Prior to coming to UC Davis, I was an instructor at a smaller university and I always had writing assignments in my courses, whether I was teaching upper division (Cell Biology, Genetics) or lower division (Intro to Molecular and Cellular Biology). When I came to Davis in 2015 and I started teaching BIS102 (Structure and Function of Macromolecules), I didn’t want to give up on including writing in the course, even though my classes were now at least four times larger than what I had previously taught. To navigate this new terrain, I relied on my students, again, to guide me and help me reflect on what worked and what didn’t. After every quarter that I have taught BIS102, I have sent out a survey to the students to ask them about different aspects of the assignment: Did they enjoy it? Did they find it valuable for developing their reading skills? You can see the types of questions I included in this survey here.  It was incredibly useful to get this insight. For one, my perception (based on verbal complaints or just moans/groans I heard at office hours or in the lecture hall) was that the students did not like writing or the assignment. I would have ditched the assignment after the first quarter if I hadn’t sent out the survey and seen that, despite all the hiccups of giving and grading the assignment for the first time (using peer grading nonetheless), a majority of the class appreciated writing in an upper division course. I was surprised and pleased, and I was energized to keep trying. The percentage of students appreciating the opportunity to write in an upper division course has increased every quarter I have had the assignment since then. Their answers have helped me guide my instructional decisions with data.

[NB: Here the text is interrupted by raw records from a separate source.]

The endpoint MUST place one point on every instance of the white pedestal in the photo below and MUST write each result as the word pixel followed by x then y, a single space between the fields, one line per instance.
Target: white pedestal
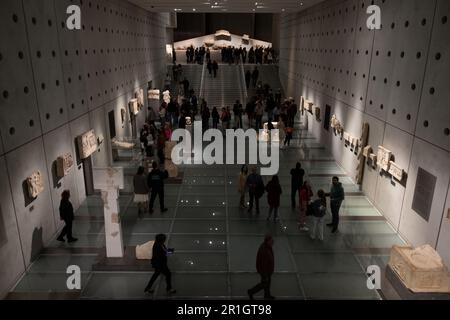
pixel 109 181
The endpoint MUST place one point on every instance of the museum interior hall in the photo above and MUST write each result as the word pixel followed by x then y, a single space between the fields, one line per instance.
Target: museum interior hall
pixel 301 145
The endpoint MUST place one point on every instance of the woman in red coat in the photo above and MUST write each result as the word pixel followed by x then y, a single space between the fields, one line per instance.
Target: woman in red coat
pixel 274 191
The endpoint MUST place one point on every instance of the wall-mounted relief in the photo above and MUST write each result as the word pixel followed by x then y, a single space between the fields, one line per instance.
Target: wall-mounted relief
pixel 347 138
pixel 367 151
pixel 317 114
pixel 134 106
pixel 139 95
pixel 384 158
pixel 424 193
pixel 372 160
pixel 153 94
pixel 87 144
pixel 63 165
pixel 309 106
pixel 35 184
pixel 395 171
pixel 123 114
pixel 336 125
pixel 166 96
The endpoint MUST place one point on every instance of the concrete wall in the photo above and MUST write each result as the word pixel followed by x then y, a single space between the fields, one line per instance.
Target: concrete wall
pixel 56 84
pixel 396 79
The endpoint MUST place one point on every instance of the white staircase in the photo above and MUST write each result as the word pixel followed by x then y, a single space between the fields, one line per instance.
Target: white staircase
pixel 226 88
pixel 267 74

4. Analyzing student responses on written exam questions

My mentor, Charles Gasser, taught BIS102 for 29 years and no matter how big his courses got, he always wrote these fantastic written-response exam questions. I wanted to continue this tradition. Grading these types of questions can be a challenge in a class of 350 students, but the information that can come up in a written response on an exam is vast and nuanced. All of those student answers are data, information sitting on the page waiting to be analyzed. I was lucky enough to have an undergraduate mentee who was up for the challenge of taking this data and using it to help me learn more about how students were approaching problems and what was causing them to lose points when they did. Alexandra Greb, who is now at UC Irvine for medical school, helped me “code” this qualitative data so that we could observe patterns. We used this as part of a larger reflective practice that we outlined in a paper published by the Association of Assessment in Higher Learning in their journal, Intersection. We analyzed several test questions in this way. It was absolutely illuminating to go beyond the exam average and distribution. Discovering where students lost points helped me refine my rubric (in one case, I realized my grading rubric was giving points for something I had not dedicated any class time to – a big misalignment!) and decide what concepts needed more scaffolding in future classes. It can help me write better questions that are more aligned with my stated learning outcomes. If done within the quarter, it could help correct misalignments before the final exam hits and lets you learn about your students as you have them in your class.

UC Davis students are a generous, community-spirited, and gracious bunch. At every effort I have taken, they have been appreciative and supportive. They let me model the qualities I find most important for scholars – being okay with not knowing, learning, reflecting, adjusting, and listening. It is no surprise that in reflecting on how I reflect, I find that I have been using this great community of people to help me see myself in order to become better at what I love doing.